The older generation has always been displeased with Navalny: “he is too nationalist,” “he is not democratic enough,” “his position on Crimea is too vague,” and “his economic program is too populist.” However, young people, who essentially do not care about politics, do not consider these issues a priority. They make up the overwhelming majority of Navalny’s audience: again, opinion polls and the footage of his rallies confirm this. The large share of young people who joined pro-Navalny rallies on March 26 and June 12 can be explained with scale effect: the more famous Alexei Navalny becomes, the larger his rallies grow.
What makes Navalny so appealing to the youth? The answers are quite evident. First of all, he himself and his team are young people and they talk to the youth in the same language, using the same (and the only available) communication channels. Navalny is practically the only opposition politician who quite efficiently and regularly communicates with his supporters via his blog, YouTube, and meetings with electorate. He is young, modern, interesting, and a dynamic politician, particularly in comparison with the Russian establishment and the old democratic elite. This is why Navalny is the most popular politician among the pro-democracy youth. Finally, he focuses on simple but crucial issues: it is bad to lie, steal, and to be a hypocrite. Corruption and bribes are wrong. Navalny reinforces his words with pictures. It seems to be quite obvious. Many adults who are used to the proverbial sayings “this is the way it is” and “a whip can’t stand up to an axe,” might just smile upon these words. However, for young people, who still have at least some of their idealism, these words can cause an emotional uplift. In this regard, Navalny fills the gap in our political life. This is what makes him attractive.

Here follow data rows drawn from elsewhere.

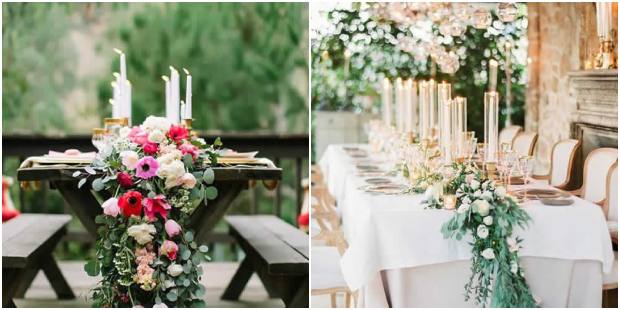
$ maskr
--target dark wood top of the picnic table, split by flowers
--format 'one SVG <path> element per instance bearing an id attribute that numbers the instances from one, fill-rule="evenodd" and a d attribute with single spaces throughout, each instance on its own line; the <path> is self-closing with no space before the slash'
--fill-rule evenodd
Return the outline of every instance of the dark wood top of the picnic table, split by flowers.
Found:
<path id="1" fill-rule="evenodd" d="M 243 181 L 243 180 L 280 180 L 282 169 L 274 167 L 213 167 L 215 181 Z M 76 171 L 84 171 L 83 166 L 38 166 L 20 168 L 17 170 L 19 181 L 77 181 L 73 177 Z"/>

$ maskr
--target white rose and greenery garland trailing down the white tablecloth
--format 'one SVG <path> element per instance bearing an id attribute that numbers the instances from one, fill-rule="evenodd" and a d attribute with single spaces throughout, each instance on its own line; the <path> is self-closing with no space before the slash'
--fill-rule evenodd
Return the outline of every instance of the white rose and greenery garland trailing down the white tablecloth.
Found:
<path id="1" fill-rule="evenodd" d="M 472 274 L 465 285 L 465 300 L 473 295 L 482 307 L 537 307 L 519 265 L 522 240 L 512 236 L 515 226 L 527 227 L 529 215 L 480 169 L 462 163 L 452 168 L 455 177 L 447 181 L 446 191 L 456 194 L 456 212 L 441 232 L 456 240 L 472 235 Z M 442 205 L 439 196 L 432 194 L 438 190 L 429 188 L 428 205 Z"/>

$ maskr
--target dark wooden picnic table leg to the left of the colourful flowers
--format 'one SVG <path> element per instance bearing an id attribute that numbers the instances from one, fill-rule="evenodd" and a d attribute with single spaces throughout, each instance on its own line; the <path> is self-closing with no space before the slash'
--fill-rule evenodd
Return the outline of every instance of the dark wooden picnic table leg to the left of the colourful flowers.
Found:
<path id="1" fill-rule="evenodd" d="M 74 181 L 54 181 L 54 186 L 69 203 L 73 212 L 78 217 L 82 225 L 93 236 L 97 237 L 97 224 L 95 217 L 103 211 L 90 190 L 89 184 L 84 184 L 82 188 L 77 187 Z"/>

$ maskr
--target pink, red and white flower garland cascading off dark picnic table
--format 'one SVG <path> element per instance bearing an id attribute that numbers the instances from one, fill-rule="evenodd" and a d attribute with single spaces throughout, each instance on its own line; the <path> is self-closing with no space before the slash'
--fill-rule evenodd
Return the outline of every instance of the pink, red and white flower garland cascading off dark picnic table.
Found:
<path id="1" fill-rule="evenodd" d="M 211 166 L 219 139 L 203 139 L 166 118 L 149 116 L 110 138 L 78 186 L 112 193 L 97 216 L 96 257 L 86 263 L 95 307 L 204 307 L 200 284 L 208 248 L 186 228 L 203 201 L 215 199 Z M 101 176 L 102 175 L 102 176 Z"/>

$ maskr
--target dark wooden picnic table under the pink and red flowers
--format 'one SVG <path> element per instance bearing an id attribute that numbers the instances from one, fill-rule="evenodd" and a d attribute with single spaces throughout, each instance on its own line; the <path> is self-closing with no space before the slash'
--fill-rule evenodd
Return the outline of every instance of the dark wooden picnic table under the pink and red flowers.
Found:
<path id="1" fill-rule="evenodd" d="M 198 241 L 206 237 L 222 219 L 230 208 L 232 201 L 239 193 L 249 188 L 251 181 L 263 181 L 267 187 L 275 188 L 282 178 L 282 169 L 273 167 L 213 167 L 215 180 L 213 186 L 218 190 L 214 200 L 203 202 L 190 217 L 189 228 L 193 229 Z M 78 188 L 80 178 L 73 177 L 76 171 L 84 171 L 84 167 L 71 166 L 38 166 L 20 168 L 17 179 L 20 182 L 49 182 L 50 188 L 57 189 L 74 211 L 86 230 L 97 238 L 95 217 L 102 213 L 101 203 L 111 197 L 106 191 L 95 192 L 90 182 Z"/>

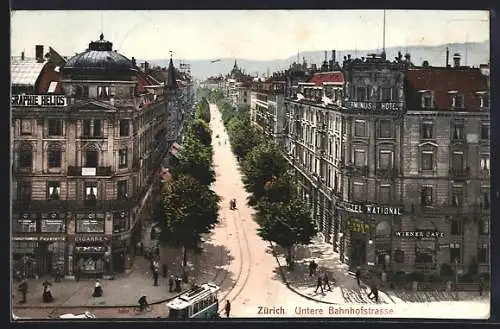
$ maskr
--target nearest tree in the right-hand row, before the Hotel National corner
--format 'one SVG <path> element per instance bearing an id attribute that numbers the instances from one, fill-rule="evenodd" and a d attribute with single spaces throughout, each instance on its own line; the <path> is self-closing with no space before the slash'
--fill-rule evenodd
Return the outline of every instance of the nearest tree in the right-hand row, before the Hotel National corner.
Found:
<path id="1" fill-rule="evenodd" d="M 262 239 L 275 242 L 286 250 L 290 269 L 293 269 L 293 247 L 309 245 L 317 234 L 309 206 L 297 197 L 291 202 L 260 202 L 256 222 Z"/>

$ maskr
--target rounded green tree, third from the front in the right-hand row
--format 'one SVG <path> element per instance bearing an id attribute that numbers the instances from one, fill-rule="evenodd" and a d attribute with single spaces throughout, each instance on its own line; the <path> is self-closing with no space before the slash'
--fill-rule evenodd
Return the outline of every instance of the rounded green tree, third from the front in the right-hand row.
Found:
<path id="1" fill-rule="evenodd" d="M 265 196 L 265 184 L 283 176 L 288 169 L 288 164 L 276 145 L 262 143 L 254 147 L 245 157 L 243 162 L 243 183 L 248 192 L 250 205 Z"/>

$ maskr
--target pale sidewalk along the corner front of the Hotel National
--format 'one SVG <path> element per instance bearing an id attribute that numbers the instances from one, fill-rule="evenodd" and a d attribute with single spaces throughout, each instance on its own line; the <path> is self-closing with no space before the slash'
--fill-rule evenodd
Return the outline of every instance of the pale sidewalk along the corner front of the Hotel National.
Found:
<path id="1" fill-rule="evenodd" d="M 324 242 L 322 234 L 318 234 L 309 246 L 297 246 L 295 249 L 294 270 L 286 266 L 285 253 L 279 246 L 274 246 L 279 271 L 287 286 L 295 293 L 310 300 L 325 304 L 363 303 L 375 304 L 368 298 L 369 288 L 361 282 L 358 286 L 355 274 L 350 272 L 347 264 L 339 260 L 339 255 L 333 252 L 331 244 Z M 314 260 L 318 264 L 315 275 L 309 277 L 309 263 Z M 328 274 L 332 291 L 324 293 L 316 290 L 319 275 Z M 488 299 L 488 292 L 480 297 L 477 292 L 459 292 L 459 300 Z M 395 304 L 406 302 L 436 302 L 457 300 L 455 293 L 443 291 L 381 291 L 378 304 Z"/>

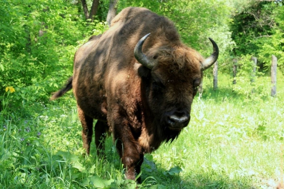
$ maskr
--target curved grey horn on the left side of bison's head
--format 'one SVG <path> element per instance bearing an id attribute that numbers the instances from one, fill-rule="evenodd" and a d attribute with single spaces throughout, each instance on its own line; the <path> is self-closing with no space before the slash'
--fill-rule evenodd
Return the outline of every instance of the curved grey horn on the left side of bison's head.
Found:
<path id="1" fill-rule="evenodd" d="M 141 63 L 143 66 L 152 69 L 154 67 L 154 63 L 153 61 L 151 61 L 151 58 L 149 56 L 146 56 L 145 54 L 143 54 L 142 52 L 142 46 L 143 43 L 145 42 L 145 40 L 147 39 L 147 37 L 150 35 L 150 33 L 148 33 L 147 35 L 145 35 L 144 37 L 142 37 L 138 43 L 136 44 L 135 48 L 134 48 L 134 56 L 136 58 L 136 60 Z"/>

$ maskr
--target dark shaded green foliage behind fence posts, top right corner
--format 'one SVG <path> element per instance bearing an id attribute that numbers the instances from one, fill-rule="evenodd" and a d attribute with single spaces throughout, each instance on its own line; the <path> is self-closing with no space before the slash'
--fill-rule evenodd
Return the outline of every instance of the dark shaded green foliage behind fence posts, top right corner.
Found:
<path id="1" fill-rule="evenodd" d="M 271 56 L 275 55 L 280 71 L 284 73 L 283 5 L 283 1 L 250 1 L 248 7 L 233 17 L 231 31 L 236 43 L 235 56 L 256 56 L 267 71 Z"/>

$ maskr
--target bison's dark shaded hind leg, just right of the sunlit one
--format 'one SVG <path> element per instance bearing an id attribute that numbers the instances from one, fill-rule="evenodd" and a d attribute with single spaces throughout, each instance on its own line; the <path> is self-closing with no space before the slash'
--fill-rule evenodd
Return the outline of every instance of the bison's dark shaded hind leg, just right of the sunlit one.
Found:
<path id="1" fill-rule="evenodd" d="M 105 150 L 105 139 L 106 139 L 106 132 L 107 132 L 107 122 L 97 120 L 95 125 L 95 143 L 97 146 L 97 155 L 103 155 Z"/>

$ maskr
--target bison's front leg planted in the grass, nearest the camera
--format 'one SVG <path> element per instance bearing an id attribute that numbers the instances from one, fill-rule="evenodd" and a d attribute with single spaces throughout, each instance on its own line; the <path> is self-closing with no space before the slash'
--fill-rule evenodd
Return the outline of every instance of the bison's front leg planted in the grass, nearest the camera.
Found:
<path id="1" fill-rule="evenodd" d="M 135 180 L 135 173 L 137 175 L 141 171 L 141 164 L 143 162 L 143 154 L 140 152 L 140 147 L 133 137 L 130 126 L 114 126 L 114 139 L 116 140 L 116 148 L 126 168 L 126 179 Z M 137 179 L 141 182 L 141 179 Z"/>

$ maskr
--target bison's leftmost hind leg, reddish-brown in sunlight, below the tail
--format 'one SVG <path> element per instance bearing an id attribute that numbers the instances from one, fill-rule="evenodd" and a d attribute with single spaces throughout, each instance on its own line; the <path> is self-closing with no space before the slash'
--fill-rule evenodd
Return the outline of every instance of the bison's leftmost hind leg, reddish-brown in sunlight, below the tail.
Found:
<path id="1" fill-rule="evenodd" d="M 87 155 L 89 155 L 93 135 L 93 118 L 86 115 L 80 107 L 78 107 L 78 114 L 82 123 L 83 148 L 85 148 Z"/>

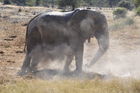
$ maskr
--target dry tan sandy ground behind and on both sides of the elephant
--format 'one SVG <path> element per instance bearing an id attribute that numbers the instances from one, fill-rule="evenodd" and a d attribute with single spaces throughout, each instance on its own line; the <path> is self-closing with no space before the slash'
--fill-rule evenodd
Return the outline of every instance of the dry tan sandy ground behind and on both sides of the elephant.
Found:
<path id="1" fill-rule="evenodd" d="M 21 9 L 21 12 L 19 12 L 19 9 Z M 23 53 L 25 24 L 33 16 L 44 11 L 51 11 L 51 9 L 0 5 L 0 78 L 20 78 L 16 73 L 20 70 L 25 56 Z M 87 68 L 85 65 L 91 61 L 98 49 L 98 45 L 95 39 L 92 39 L 91 43 L 85 43 L 84 76 L 93 78 L 94 72 L 98 73 L 97 76 L 101 75 L 105 78 L 114 76 L 140 78 L 140 17 L 130 14 L 134 24 L 121 25 L 119 22 L 123 23 L 124 19 L 113 20 L 112 10 L 100 11 L 106 15 L 109 29 L 116 25 L 119 28 L 110 30 L 110 48 L 91 68 Z M 52 64 L 51 68 L 62 69 L 63 67 L 57 63 L 57 66 Z M 74 63 L 71 68 L 74 68 Z M 49 71 L 52 70 L 48 70 L 47 73 Z M 59 73 L 56 70 L 53 70 L 53 72 L 52 76 Z"/>

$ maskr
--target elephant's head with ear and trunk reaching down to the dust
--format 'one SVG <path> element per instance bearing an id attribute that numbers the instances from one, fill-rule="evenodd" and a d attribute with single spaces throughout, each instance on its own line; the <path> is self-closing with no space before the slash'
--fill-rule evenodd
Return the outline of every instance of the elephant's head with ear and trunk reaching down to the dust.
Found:
<path id="1" fill-rule="evenodd" d="M 84 40 L 90 42 L 90 38 L 95 36 L 99 49 L 89 66 L 96 63 L 109 47 L 108 24 L 105 16 L 96 11 L 80 10 L 73 14 L 68 25 L 74 31 L 78 31 Z"/>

They are the same as the rest of society
Regardless of everything proven about the youth thus far, the youth generation remains a part of the Russian society, not any other society. Therefore, no matter what kind of questions the Levada Center asks, the youths’ answers differ only slightly from those of an average Russian.
The biggest differences tend to be between the most opposed age groups: the youngest vs. the oldest.
The moods of the Russian youth can not be considered outside of the general context of the processes that affects all of Russian society: the state of the economy (a general assessment of the economic situation and expectations for the future), the rise or fall of the government’s popularity (as seen through the ratings of approval and trust). The worse the economic situation is, the less popular the government is, which leads to a higher chance of popular discontent, including that among the youth.
What is important to understand that the perception of the government is not a constant quantity – it keeps shifting with times. Additionally, the ideas of how the government should treat its citizens continues to gradually change as well.
Just a few years down the line, some of the things that were tolerated, that almost no one cared about, suddenly become unacceptable and turn into causes of public discontent.
This is what happened in 2011, when large cities suddenly refused to ignore electoral frauds. It happened again in 2017, when the so-called Moscow Renovation Program (a housing demolition project), which seemed attractive for a number of reasons, suddenly flared up serious protests. What used to be welcomed with open arms suddenly provoked total rejection. And young people with their idealistic worldview might be particularly sensitive toward this new understanding of what is acceptable/unacceptable in the interaction between public and the government.